Refuge From War Becomes Refuge For All

I started my own Creating Legacy journey when, as a nurse and attorney practicing health care law, studying to become a professional coach, and developing my company Thrive!!, I began some of the hardest work I’d ever done. I worked with my sister, also a high achiever and busy physician and mother of three, to help our parents begin their departure from this earth.

The Garlo Girls: first generation daughters of Polish and Lithuanian immigrant physicians, we were no strangers to valuing hard work and to the ideas of accomplishment, escaping adversity to create a better life, and passing along something meaningful to future generations. How to truly honor what we were taught and the gifts we had received from them — and deal with the myriad of issues including aging, illness, treatment and end of life decisions, navigating the healthcare systems, understanding and implementing an estate plan , and on and on — was a bigger job that we anticipated. Especially while trying to navigate our own careers and participate in our own families and communities.

Coming from little to nothing, our parents escaped Communist and Nazi occupations and arrived in the U.S. in 1948 with a few suitcases and our brother, a four year old. They were unsure and fearful, though elated by the opportunity this move provided, and that their children would not have to go through the adversity they had experienced. Through work, study, saving and investment, the family was able to acquire some 300 acres of farmland over a 30 year period.
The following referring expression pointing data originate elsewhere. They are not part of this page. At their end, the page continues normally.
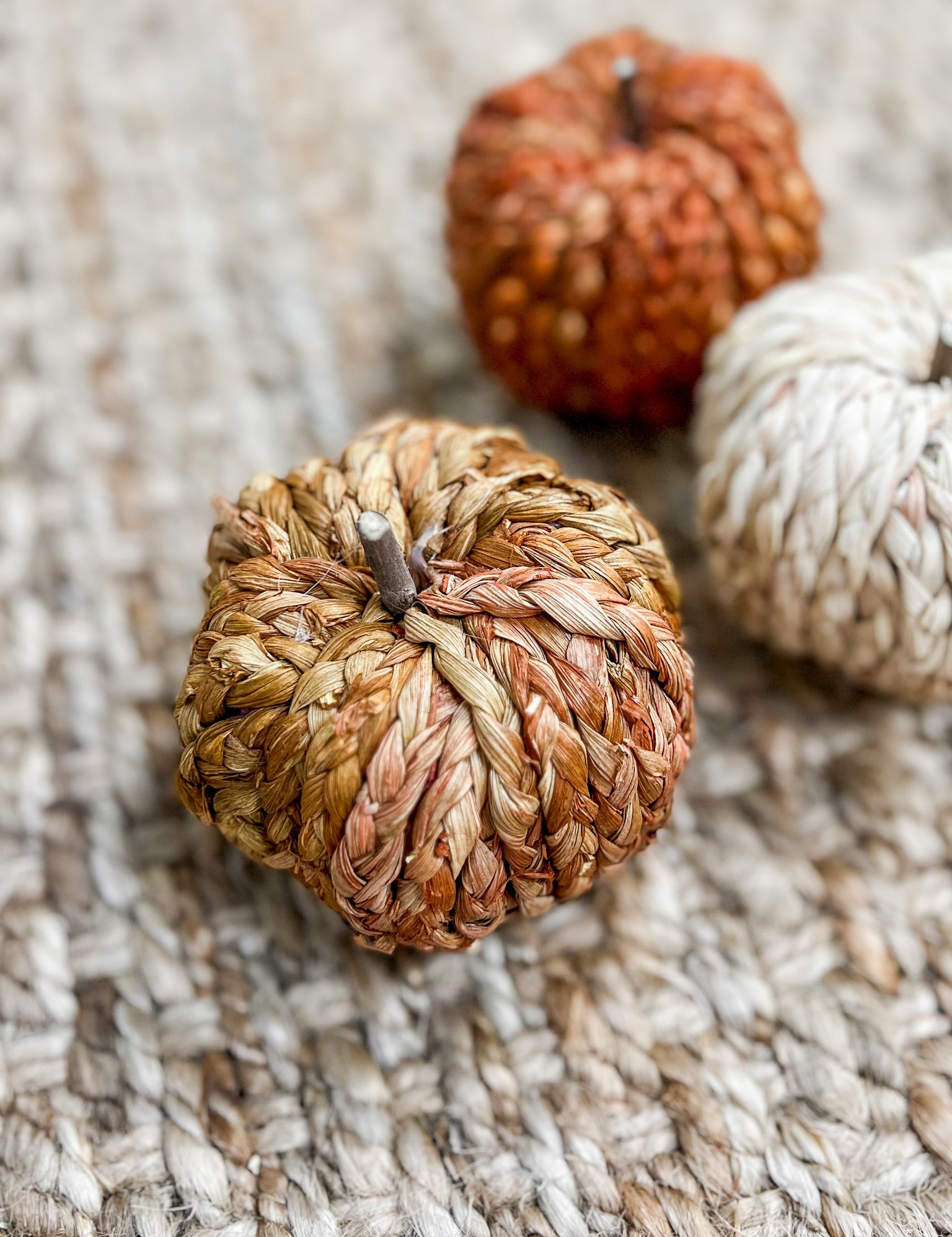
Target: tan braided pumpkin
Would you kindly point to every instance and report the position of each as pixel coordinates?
(601, 234)
(519, 730)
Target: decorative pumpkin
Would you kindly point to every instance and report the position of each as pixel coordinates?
(825, 431)
(609, 216)
(517, 730)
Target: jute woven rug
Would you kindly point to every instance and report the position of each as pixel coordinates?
(219, 253)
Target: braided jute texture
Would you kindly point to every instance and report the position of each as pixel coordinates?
(221, 248)
(826, 491)
(518, 731)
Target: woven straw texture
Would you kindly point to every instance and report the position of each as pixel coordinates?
(518, 734)
(827, 467)
(221, 247)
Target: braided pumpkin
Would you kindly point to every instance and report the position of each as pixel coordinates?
(609, 216)
(517, 731)
(825, 499)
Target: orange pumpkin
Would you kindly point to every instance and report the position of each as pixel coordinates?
(609, 216)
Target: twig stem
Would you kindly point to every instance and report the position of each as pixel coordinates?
(943, 355)
(386, 561)
(626, 69)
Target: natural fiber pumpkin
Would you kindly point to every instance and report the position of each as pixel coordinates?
(609, 216)
(519, 729)
(825, 429)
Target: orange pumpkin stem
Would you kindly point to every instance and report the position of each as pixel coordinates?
(626, 69)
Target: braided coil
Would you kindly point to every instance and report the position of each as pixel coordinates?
(826, 488)
(519, 729)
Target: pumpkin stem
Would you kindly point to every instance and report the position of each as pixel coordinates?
(943, 355)
(386, 561)
(626, 69)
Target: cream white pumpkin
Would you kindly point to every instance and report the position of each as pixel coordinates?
(825, 494)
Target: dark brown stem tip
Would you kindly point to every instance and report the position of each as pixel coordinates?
(943, 355)
(386, 561)
(626, 69)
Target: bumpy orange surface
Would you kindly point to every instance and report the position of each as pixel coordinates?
(595, 263)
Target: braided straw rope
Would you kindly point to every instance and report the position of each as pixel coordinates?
(518, 731)
(826, 490)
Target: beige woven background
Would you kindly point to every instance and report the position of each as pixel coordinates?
(219, 250)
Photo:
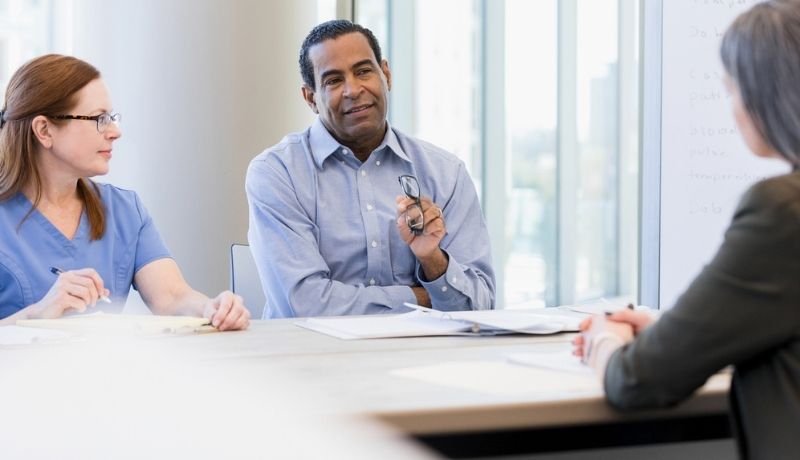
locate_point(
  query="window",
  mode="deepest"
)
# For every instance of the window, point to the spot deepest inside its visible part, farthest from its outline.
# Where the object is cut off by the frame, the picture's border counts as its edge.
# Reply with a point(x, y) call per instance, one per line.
point(540, 100)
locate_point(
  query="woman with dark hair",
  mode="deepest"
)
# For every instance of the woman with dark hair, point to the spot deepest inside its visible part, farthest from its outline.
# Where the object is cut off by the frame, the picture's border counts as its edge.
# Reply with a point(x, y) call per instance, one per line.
point(69, 241)
point(744, 307)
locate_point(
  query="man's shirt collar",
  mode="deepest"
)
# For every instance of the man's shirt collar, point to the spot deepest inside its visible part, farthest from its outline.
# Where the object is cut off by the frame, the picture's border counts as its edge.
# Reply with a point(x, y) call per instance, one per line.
point(323, 144)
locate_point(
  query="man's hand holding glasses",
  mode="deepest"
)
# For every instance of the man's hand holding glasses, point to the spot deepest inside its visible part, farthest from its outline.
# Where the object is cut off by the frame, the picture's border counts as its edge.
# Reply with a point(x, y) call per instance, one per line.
point(421, 225)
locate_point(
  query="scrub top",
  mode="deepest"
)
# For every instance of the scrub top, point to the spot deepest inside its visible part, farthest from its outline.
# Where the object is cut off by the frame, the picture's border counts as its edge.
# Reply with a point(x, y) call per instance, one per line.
point(27, 251)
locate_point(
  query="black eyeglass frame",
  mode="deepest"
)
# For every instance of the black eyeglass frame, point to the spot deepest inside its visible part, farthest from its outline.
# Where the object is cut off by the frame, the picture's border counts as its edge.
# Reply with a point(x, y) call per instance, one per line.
point(112, 118)
point(417, 228)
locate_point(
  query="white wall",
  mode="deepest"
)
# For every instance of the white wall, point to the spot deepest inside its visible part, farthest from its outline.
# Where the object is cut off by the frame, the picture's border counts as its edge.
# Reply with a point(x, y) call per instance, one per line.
point(203, 86)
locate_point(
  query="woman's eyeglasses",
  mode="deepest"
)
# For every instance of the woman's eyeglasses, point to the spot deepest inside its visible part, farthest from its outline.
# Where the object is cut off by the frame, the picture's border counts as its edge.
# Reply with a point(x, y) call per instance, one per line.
point(103, 120)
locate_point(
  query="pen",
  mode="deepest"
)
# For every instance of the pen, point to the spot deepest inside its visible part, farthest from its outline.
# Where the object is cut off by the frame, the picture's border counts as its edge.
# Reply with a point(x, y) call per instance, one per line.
point(58, 271)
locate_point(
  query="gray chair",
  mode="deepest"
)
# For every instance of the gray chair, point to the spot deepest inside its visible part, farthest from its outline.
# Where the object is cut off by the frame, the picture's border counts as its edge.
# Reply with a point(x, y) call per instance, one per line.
point(245, 281)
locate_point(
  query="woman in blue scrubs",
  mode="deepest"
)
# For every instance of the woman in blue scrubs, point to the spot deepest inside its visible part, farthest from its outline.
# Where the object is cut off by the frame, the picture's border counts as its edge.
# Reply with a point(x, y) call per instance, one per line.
point(68, 241)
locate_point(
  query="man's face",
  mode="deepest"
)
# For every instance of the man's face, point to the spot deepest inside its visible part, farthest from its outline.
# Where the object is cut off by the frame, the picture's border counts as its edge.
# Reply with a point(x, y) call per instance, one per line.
point(351, 90)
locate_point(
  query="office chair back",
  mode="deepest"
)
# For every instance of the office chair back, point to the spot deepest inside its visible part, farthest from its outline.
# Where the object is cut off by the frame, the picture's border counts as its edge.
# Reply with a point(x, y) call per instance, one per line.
point(245, 281)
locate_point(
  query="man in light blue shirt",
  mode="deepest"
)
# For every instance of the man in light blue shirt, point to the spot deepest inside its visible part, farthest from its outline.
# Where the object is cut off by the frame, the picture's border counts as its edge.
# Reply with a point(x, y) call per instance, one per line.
point(328, 231)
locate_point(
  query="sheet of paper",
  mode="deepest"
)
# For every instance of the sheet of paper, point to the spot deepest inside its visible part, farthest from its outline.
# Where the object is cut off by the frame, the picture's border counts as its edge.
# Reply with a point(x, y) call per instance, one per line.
point(18, 335)
point(563, 361)
point(500, 378)
point(519, 320)
point(413, 324)
point(134, 324)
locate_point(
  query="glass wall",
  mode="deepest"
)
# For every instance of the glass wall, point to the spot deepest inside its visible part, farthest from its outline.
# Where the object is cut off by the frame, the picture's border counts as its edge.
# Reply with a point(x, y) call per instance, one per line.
point(25, 32)
point(568, 152)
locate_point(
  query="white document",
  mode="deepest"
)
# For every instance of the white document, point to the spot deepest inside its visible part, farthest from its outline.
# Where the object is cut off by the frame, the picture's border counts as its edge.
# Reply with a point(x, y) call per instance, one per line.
point(563, 361)
point(429, 322)
point(18, 335)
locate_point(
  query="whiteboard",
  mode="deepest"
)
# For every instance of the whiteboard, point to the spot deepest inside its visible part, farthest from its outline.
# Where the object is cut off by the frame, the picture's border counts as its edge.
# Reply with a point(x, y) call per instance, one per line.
point(695, 164)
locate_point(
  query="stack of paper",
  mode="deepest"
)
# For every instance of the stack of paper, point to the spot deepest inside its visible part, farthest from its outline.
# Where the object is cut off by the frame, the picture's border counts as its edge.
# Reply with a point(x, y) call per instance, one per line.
point(433, 322)
point(136, 324)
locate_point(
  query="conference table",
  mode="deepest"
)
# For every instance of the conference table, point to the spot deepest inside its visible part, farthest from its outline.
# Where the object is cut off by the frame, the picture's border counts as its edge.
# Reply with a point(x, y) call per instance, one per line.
point(458, 396)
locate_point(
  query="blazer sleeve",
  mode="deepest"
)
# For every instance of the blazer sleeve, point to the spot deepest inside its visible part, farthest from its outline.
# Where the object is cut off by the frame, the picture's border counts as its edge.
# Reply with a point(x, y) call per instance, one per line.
point(742, 304)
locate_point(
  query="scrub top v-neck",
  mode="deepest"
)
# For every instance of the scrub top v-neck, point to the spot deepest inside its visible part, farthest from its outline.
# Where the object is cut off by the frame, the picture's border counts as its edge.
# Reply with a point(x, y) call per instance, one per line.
point(29, 249)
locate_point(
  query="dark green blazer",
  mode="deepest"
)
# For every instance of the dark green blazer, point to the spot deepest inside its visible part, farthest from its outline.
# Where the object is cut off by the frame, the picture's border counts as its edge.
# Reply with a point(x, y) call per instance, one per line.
point(743, 309)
As our father’s last illness took him away from being able to tend the land, his refuge from the possibility of another war, we were faced with the question of what to do with this property. More importantly, we wanted to figure out how to keep the meaning of that land alive.

As busy professionals ourselves and living far away from the family farm, figuring out what to do involved a maze of new issues, advisors, land use and tax matters and paperwork. I often thought how nice it would be to have one advisor or set of resources that could have helped us through the myriad of family, property, financial, health care, legal and personal life, not to mention emotional and other issues and decisions …

“The farm” had always been a refuge of sorts, where no hunting was permitted to allow all manner of land and water flora and fauna to prosper there. While we focused on how to keep that meaning and purposes alive, as serendipity would have it we discovered the possibility of donating the land to create the county’s first park. In keeping with the spirit of the place, we negotiated, thoughtfully crafted agreements and created the Garlo Heritage Nature Preserve. Portions were subsequently named and dedicated by the park commissioners to all the family members who had been involved. See

I had no idea how important that decision would be or how valuable, not only to us as we struggled to determine just how to properly manage this large piece of property, but also to scores of people who came after us. Since its formation in 1999, the county park commissioners have done a superb job of honoring the family’s values for the property, and have built it into a natural resource that people in the surrounding area use and likewise honor. Scout troops learn camping skills, build accessible trails and plant trees. School groups learn about nature first-hand. Volunteer groups maintain the nature preserve. Horse-lovers ride the equestrian trails. Handicap-accessible boardwalks and strategically placed benches allow the elderly and others whom might not get there commune with the peace and quiet of nature in the wooded countryside. All enjoy their year-round outdoor experiences there. The most recent addition has been a Montessori nature day pre-school program conducted at the preserve.

All these results occurred because of the efforts of others to whom this valuable land resource has been passed on. What started as an idea, became a set of activities coupled with a carefully structured contribution and estate plan, and resulted in a sustainable operation. Without fully realizing what we were doing at the time, the farm has become a living legacy that we can enjoy and feel good about, knowing that others can also enjoy this resource for generations.

The “Garlo Girls” and next generation of family continue to visit the nature preserve and marvel at the developments there. We also continue to be deeply moved at the seemingly magical evolution of a dream in ways that honor our family’s love of nature and preservation and continues to pleasantly surprise.